Battling “patent creep” can be an important fiscal activity because of renewal fees, which in the United States must be paid at three intervals: 3.5, 7.5, and 11.5 years after the initial filing with the U.S. Patent Office. For a company that has, say, 1,000 patents approaching the third threshold, renewing all of them will cost approximately $4 million. That’s on top of the smaller fees that many countries charge annually to keep patents active.
Continually evaluating portfolios to determine which patents to keep, abandon, or sell is a big job that can be made somewhat easier by using patent-valuation software programs. There is a growing crop of them, typically operated on clients’ behalf by intellectual-property advisers, as well as some other third parties that valuate companies’ assets, like investment banks and mergers-and-acquisitions consultants.
The latest to enter the fray is CPA Global, a provider of intellectual-property management services, which on April 26 launched its new Patent Renewal Monetization program. One of CPA’s main lines of business is managing patent-renewals payments. Now, when a client instructs the firm to discontinue payments on a patent, CPA applies a software-based scoring system to gauge whether the patent might in fact have remaining value.
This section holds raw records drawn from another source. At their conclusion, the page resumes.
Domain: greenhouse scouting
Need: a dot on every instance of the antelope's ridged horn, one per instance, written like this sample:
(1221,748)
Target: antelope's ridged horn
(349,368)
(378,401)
The program evaluates the patent on 25 parameters, weighted according to the sector in which the patent exists. For example, one of the parameters, the age of the patent, is very important for patents on both cell phones and cancer drugs, say, but in different ways. While the useful life of a cell-phone technology may be only a few years, drugs often achieve their greatest value much longer after patent applications are filed, following several years of working their way through trials and approvals.
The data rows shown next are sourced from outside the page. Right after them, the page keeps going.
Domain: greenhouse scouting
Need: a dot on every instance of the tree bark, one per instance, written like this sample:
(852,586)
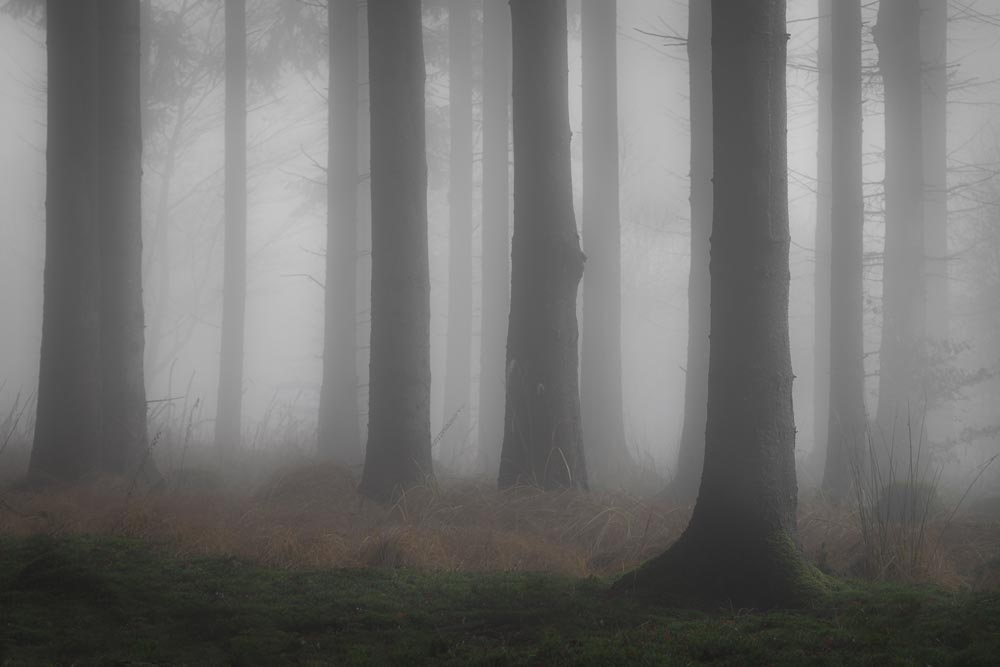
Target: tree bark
(847,419)
(601,361)
(458,371)
(691,454)
(339,429)
(399,440)
(228,418)
(496,229)
(119,199)
(68,428)
(901,398)
(542,434)
(740,547)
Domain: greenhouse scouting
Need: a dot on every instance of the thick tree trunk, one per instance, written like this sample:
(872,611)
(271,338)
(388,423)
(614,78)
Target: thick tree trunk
(458,371)
(740,547)
(68,425)
(822,261)
(608,457)
(934,61)
(901,399)
(399,439)
(339,429)
(496,229)
(119,188)
(691,454)
(847,420)
(542,442)
(228,417)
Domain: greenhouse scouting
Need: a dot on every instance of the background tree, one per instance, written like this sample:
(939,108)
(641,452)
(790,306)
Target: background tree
(496,229)
(601,359)
(399,439)
(691,454)
(902,358)
(740,547)
(847,419)
(339,429)
(229,405)
(542,442)
(458,373)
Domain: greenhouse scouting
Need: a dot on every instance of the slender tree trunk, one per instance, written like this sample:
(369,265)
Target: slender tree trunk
(542,442)
(847,421)
(901,400)
(601,360)
(934,60)
(119,200)
(824,222)
(68,427)
(691,454)
(496,229)
(230,398)
(399,439)
(339,430)
(740,547)
(458,372)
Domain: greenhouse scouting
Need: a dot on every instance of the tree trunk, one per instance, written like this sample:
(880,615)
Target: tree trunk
(822,261)
(119,200)
(339,429)
(458,372)
(601,359)
(691,454)
(740,547)
(399,440)
(847,419)
(234,284)
(496,229)
(902,359)
(542,442)
(68,425)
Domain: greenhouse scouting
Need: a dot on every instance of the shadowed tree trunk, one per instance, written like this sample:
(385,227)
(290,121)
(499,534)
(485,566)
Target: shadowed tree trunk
(740,547)
(234,283)
(542,442)
(68,424)
(119,190)
(824,222)
(691,454)
(847,421)
(339,429)
(902,359)
(496,229)
(608,457)
(458,372)
(399,438)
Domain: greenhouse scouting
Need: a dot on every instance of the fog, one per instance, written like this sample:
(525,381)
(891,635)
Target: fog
(287,227)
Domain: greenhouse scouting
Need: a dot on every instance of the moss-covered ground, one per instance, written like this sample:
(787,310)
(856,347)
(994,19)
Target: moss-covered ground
(89,600)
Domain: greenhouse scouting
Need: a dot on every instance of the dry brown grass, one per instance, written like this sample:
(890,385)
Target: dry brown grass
(310,516)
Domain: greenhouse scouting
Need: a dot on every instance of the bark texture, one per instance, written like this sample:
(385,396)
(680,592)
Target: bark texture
(691,454)
(399,440)
(610,462)
(228,418)
(339,428)
(740,547)
(458,362)
(542,442)
(901,398)
(847,420)
(496,229)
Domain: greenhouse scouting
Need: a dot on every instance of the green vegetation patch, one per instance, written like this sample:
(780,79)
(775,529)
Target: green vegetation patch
(107,601)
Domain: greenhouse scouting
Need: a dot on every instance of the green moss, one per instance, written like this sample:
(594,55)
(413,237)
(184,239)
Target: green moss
(99,601)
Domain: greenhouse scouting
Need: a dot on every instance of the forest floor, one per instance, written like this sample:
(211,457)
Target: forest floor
(105,600)
(288,565)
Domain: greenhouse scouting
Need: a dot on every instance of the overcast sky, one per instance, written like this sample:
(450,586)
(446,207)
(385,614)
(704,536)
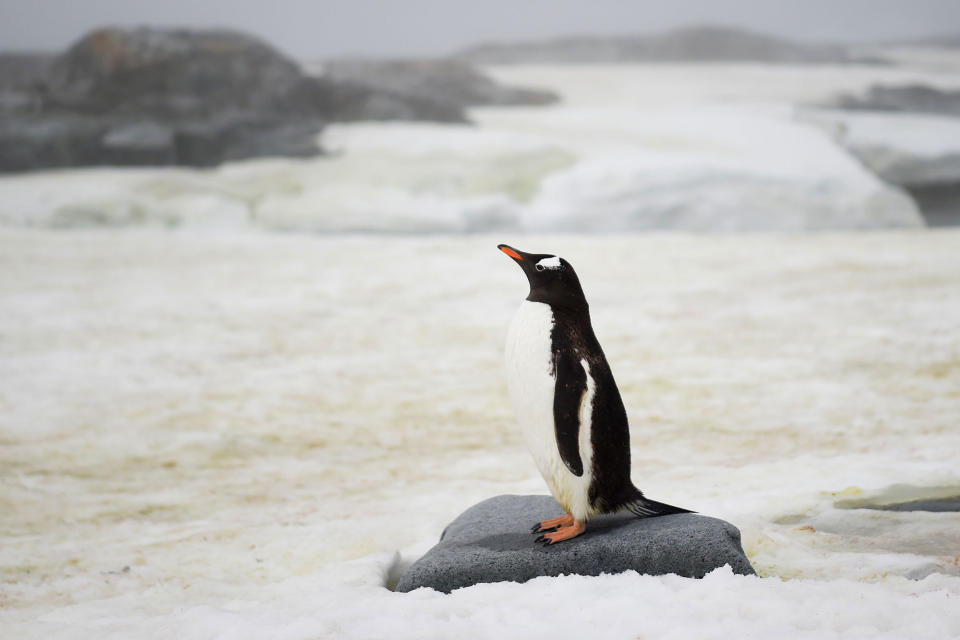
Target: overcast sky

Other parameters include the number of claims in the patent regarding the product’s uniqueness, and how many citations — or references to the patent in other patent applications or patent examiners’ reports — it receives.
“It’s a double check on their decision,” says James Pohlman, vice president of patent monetization for CPA Global. Many companies are conservative about abandoning patents, he notes, because “an IP attorney will never get fired for renewing a patent, but could get fired for abandoning the wrong one. So, we’re giving them reassurance that it was a good decision.”
If the software indicates remaining value for a patent but the company still wants to abandon it — because, for example, it has moved out of a particular market — CPA Global will try to sell the patent through an online portal it developed jointly with ICAP Ocean Tomo, an intellectual-property brokerage. “Don’t abandon something you could sell,” says Pohlman.
Such programs can be useful for preliminary screenings or final checks, particularly compared with the cost of engaging a patent attorney. CPA Global, for example, is offering its software service to its renewals clients for free.
Be careful, though, about relying on them too much. “It gives you an analysis based on hard facts,” says Nanda Kumar, a patent attorney with the law firm Reed Smith in Philadelphia, which uses CPA Global to make its clients’ renewals payments. “But patent strength is measured by legal analysis, too. If you come to me to ask whether you should hold on to a patent, I’ll ask you a lot of questions.”
Richard Dayan, a former IBM inventor who is now an independent patent consultant, says that while he does not use an automated program to review and rate his clients’ patent portfolios, “some of them do a good job.” Relying solely on them to make decisions, though, would be “crazy,” he says. “You have to have a human involved who knows [the field the patent is in] and where the market is going.”